In group 1, there was a statistically more pronounced improvement in performance by more than 5% in MSFC and SDMT testing ( p
= 0.038 and
p
= 0.026, respectively).
At the same time, no significant intergroup differences in the dynamics of improvement in VCAT values were identified ( p
= 0.658) (Table 5).
Table 5. Dynamics of indicators on the MSFC, SDMT, VCAT scales after treatment (points; improvement in indicators more than 5%)

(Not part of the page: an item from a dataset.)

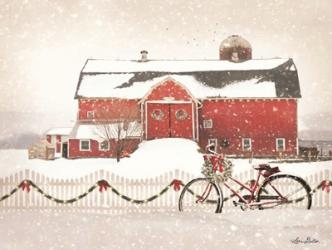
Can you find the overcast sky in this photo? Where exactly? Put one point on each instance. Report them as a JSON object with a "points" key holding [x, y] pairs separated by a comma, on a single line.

Rice. 1. Score on the EDSS scale in groups immediately after pulse therapy with methylprednisolone and after completion of treatment with Cerebrolysin or placebo. In both groups, there was a statistically significant decrease in EDSS values, while at the same time, no significant intergroup differences were identified. The abscissa axis is the group; a — retrobulbar neuritis; b - stem form; c - hemispherical shape; g - myelitis; d - hemispheric-stem form.
Rice.
2. Comparative dynamics of the analyzed NFO indicators after treatment. The x-axis shows groups of patients. In group 1, there was a more significant regression of total deviations according to the results of the NFE than in group 2 (70.59 and 27.78%, respectively; p
=0.028).
When assessing the positive therapeutic effect with the preservation of residual total neurophysiological abnormalities in group 1, there is a tendency towards a more significant normalization of indicators than in group 2, which in turn did not reach statistical significance (64.7 and 27.78%, respectively; p
=0.064) (Table 6).
The least common in both groups was complete regression of pathological total deviations according to the NFO data - in the 1st group it was observed in 5.88%, while in the 2nd it was absent ( p
= 0.486).
Negative dynamics in NFO indicators during treatment occurred in 11.7% of patients in group 1, and in 33.3% in group 2 ( p
= 0.228).
Table 6. Dynamics of changes in NFO indicators before and after treatment
During the course of treatment in both groups of patients, a total of 5 non-severe adverse events (AEs) were observed (3 in the 1st group and 2 in the 2nd group; p
=0.66), not related to the use of the study drug and did not serve as a reason for its temporary or permanent withdrawal, as well as changes in the regimen of its administration (Table 7). There were no cases of non-severe AEs caused directly by treatment or serious AEs.
Table 7. Characteristics of non-severe AEs in both groups
According to MRI data, treatment was not accompanied by an increase in CO (the number of CO before treatment in 4 patients was 14, after treatment - 12), which argues against the potential inducing effect of exogenous AEs on the intrathecal inflammatory process in MS.